Eu posso falar e entender. Problema não é a língua. O que eu não entendo é este mundo daqui.
Um peso invisível lhe fez descair a cabeça. Parecia derrotado, sem esperança.
Tenho que cumprir esta missão. Eu queria só receber a promoção que há tanto espero.
O senhor vai conseguir.
Acha que vou saber quem fez explodir os soldados?
O italiano estava num desfarrapo. Cabelos baldios, em desmazelo. Foi então que apareceu um homem, todo maltrapilho, que a si mesmo fez menção:
Peço desculpa, meus patrões.

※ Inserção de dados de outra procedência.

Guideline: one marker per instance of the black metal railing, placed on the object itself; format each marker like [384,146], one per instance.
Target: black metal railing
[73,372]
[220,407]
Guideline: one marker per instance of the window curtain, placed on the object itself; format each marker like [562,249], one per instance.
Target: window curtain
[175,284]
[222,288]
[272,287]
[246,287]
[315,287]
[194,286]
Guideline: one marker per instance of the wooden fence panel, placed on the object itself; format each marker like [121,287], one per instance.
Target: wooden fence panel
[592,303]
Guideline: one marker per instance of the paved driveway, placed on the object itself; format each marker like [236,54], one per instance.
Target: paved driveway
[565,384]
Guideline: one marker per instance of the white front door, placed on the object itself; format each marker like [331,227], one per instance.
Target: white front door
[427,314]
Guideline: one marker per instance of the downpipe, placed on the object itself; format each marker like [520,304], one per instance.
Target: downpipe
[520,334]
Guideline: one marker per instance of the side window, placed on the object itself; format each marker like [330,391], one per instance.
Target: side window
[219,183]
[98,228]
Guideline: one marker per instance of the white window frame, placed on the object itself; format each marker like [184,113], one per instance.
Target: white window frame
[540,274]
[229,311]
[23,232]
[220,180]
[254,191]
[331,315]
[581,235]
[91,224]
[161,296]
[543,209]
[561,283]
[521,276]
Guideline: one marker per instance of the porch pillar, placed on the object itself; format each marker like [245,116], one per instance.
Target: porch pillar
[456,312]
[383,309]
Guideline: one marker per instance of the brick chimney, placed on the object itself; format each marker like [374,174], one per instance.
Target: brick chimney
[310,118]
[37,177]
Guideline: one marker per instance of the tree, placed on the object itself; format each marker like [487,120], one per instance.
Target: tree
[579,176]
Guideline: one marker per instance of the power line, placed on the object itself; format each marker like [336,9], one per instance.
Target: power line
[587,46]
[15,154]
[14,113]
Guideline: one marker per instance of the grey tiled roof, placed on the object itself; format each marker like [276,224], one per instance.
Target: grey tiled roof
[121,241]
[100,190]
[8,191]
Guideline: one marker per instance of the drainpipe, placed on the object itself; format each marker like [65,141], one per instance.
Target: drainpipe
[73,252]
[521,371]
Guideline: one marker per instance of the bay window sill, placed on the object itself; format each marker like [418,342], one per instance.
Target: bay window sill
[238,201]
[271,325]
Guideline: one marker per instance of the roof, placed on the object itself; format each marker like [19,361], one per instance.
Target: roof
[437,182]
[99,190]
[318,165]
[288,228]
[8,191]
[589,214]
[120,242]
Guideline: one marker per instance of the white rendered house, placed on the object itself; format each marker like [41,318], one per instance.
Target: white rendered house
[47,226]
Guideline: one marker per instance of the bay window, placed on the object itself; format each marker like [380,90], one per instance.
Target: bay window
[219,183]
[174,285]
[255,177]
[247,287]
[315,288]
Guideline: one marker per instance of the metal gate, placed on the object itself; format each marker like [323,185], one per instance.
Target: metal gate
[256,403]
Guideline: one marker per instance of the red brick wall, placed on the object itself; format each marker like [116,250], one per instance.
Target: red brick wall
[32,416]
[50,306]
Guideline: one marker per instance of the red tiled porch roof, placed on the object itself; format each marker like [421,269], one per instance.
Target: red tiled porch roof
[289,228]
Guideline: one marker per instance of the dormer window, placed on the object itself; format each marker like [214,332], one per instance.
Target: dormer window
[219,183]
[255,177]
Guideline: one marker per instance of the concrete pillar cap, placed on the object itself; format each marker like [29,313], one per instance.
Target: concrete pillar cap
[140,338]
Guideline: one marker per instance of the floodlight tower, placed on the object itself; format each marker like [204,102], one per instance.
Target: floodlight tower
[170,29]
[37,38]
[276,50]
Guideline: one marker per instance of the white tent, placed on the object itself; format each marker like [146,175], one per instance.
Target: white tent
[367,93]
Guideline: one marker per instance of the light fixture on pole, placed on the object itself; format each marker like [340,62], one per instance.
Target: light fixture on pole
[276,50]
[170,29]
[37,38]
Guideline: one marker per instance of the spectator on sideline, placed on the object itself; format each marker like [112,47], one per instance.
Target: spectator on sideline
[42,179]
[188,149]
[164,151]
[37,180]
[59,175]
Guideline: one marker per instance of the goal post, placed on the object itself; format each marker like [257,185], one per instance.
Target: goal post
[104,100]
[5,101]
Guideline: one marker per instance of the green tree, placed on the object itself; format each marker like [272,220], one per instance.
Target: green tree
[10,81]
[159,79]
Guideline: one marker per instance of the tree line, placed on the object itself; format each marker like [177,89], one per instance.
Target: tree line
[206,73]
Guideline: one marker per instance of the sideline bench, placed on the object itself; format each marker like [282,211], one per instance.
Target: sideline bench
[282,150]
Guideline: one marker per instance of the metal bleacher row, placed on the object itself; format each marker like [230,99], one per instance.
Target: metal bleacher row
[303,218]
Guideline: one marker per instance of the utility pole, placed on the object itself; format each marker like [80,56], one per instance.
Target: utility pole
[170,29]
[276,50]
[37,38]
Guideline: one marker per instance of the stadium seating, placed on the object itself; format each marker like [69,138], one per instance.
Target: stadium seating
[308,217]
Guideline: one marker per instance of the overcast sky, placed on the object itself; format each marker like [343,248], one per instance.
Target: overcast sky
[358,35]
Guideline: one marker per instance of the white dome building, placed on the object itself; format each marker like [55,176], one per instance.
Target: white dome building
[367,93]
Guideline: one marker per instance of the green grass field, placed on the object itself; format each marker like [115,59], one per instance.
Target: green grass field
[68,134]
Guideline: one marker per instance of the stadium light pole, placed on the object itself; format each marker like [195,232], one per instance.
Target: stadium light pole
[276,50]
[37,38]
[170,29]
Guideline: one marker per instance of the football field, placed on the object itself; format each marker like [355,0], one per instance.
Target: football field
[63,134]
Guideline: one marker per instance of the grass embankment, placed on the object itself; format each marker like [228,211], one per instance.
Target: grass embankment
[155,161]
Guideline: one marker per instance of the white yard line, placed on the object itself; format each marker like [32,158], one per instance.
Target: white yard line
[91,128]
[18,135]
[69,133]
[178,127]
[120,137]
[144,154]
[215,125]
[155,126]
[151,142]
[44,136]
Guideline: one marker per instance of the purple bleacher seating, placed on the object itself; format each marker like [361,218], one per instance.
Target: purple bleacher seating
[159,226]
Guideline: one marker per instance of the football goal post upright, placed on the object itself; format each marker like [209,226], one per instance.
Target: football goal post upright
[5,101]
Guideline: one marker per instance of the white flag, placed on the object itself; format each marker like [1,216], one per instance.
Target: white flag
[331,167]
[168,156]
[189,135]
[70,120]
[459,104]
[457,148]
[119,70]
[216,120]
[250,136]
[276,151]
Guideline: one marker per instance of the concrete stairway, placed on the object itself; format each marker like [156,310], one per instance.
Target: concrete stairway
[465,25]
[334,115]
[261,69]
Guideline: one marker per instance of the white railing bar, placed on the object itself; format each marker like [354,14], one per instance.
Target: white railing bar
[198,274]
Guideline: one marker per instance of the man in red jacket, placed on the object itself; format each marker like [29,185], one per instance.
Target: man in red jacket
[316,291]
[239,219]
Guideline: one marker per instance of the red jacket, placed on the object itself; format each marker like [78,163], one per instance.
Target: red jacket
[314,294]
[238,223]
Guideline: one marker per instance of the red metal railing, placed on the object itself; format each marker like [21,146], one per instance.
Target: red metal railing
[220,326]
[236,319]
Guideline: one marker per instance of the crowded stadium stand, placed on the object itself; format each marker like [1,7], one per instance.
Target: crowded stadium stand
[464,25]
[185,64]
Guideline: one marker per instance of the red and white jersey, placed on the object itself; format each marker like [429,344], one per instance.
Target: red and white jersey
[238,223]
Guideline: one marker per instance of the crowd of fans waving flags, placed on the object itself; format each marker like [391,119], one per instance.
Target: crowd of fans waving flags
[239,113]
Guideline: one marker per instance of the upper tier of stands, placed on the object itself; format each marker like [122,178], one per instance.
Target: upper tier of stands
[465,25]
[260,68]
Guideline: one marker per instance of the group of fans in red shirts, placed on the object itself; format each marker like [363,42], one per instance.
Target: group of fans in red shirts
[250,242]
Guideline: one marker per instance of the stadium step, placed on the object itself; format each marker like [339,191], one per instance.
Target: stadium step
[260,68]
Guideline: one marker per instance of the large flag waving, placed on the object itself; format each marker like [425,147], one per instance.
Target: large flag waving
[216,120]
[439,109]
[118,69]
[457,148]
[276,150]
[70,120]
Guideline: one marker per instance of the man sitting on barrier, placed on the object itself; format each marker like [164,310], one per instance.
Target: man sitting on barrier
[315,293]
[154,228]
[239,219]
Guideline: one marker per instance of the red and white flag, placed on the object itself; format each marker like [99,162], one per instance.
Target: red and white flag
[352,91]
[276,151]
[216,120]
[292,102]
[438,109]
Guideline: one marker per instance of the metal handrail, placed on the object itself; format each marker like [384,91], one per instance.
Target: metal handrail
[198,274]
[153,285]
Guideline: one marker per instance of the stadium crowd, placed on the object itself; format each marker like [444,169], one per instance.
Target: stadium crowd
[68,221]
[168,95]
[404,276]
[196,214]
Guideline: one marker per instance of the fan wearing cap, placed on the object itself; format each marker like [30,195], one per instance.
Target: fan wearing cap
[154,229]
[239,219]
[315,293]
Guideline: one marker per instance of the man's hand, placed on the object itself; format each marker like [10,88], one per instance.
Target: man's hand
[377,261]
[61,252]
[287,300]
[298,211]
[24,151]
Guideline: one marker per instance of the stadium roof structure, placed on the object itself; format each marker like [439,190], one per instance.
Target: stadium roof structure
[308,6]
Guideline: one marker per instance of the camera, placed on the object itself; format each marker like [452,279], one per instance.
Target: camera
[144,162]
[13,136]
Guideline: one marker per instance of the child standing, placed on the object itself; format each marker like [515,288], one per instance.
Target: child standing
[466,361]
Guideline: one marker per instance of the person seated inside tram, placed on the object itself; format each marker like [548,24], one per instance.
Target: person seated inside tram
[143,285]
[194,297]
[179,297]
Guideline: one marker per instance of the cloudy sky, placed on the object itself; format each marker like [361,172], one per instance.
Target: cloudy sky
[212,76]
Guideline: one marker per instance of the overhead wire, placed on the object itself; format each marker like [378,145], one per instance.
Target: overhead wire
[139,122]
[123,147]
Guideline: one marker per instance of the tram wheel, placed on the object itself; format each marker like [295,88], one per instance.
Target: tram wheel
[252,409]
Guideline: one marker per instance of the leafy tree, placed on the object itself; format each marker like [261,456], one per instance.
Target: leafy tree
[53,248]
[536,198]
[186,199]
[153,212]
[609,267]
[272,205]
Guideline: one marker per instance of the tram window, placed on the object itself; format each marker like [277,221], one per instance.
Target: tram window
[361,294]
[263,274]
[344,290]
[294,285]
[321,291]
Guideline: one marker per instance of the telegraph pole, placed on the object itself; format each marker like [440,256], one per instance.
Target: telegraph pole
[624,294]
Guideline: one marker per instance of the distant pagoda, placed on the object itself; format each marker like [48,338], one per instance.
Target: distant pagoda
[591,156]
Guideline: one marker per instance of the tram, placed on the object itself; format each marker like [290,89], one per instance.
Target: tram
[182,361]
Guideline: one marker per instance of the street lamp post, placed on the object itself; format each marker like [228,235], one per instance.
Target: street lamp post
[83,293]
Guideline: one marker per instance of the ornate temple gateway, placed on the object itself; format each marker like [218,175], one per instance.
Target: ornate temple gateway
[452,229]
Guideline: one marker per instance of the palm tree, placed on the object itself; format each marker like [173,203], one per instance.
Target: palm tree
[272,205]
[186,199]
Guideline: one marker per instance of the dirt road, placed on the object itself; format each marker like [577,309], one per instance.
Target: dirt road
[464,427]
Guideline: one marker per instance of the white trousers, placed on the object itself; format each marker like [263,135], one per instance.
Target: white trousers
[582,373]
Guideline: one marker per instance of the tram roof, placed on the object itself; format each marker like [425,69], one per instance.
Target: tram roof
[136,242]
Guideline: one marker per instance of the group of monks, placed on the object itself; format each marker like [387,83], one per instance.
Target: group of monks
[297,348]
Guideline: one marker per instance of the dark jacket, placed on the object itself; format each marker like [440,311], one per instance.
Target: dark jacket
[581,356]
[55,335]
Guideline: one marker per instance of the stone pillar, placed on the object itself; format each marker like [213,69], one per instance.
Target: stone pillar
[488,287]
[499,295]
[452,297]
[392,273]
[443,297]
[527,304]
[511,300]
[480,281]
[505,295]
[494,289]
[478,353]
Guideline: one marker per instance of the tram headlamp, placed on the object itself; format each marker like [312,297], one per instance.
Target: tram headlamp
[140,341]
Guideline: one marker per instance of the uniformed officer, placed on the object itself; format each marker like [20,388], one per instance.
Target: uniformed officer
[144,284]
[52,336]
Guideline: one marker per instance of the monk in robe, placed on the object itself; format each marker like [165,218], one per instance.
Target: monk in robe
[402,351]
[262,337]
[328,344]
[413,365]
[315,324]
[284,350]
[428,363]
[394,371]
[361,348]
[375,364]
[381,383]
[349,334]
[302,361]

Peço falar com esse estrangeiro de fora.
Que se passa?
É que eu sou ligado com o falecido.
Falecido?!
Esse cabrito que foi pisado com o carro.
E então?
É que eu é que sou o dono desse cujo cabrito. E, agora, quem me compensa?
E fez os dedos roçarem uns nos outros, sugerindo a tilintação do dinheiro. O italiano, felizmente, nem entendeu bem o que se passava. Pedi ao dono do malogrado capríneo que voltasse mais tarde. Ele já se retirava quando se recordou de algo e voltou atrás. Para meu espanto, anunciou que meu pai chegara à vila. Primeiro, inacreditei.
Chegou. E se instalou lá na sua velha casa.
Fiquei surpreso. Ele que anunciara que nunca mais regressaria a Tizangara. Agora, que eu estava envolvido naquela missão, residindo por obrigação na pensão, agora é que ele decidia reinstalar-se no lugar da minha infância?
O italiano adivinhou a minha preocupação.
Que se passa?
O senhor não sabe o que significa a chegada de meu velho.
Sem que desse conta eu me abria e confessava antigas lembranças ao estrangeiro. Vantagem de um estranho é que confiamos essa mentira de termos uma só alma.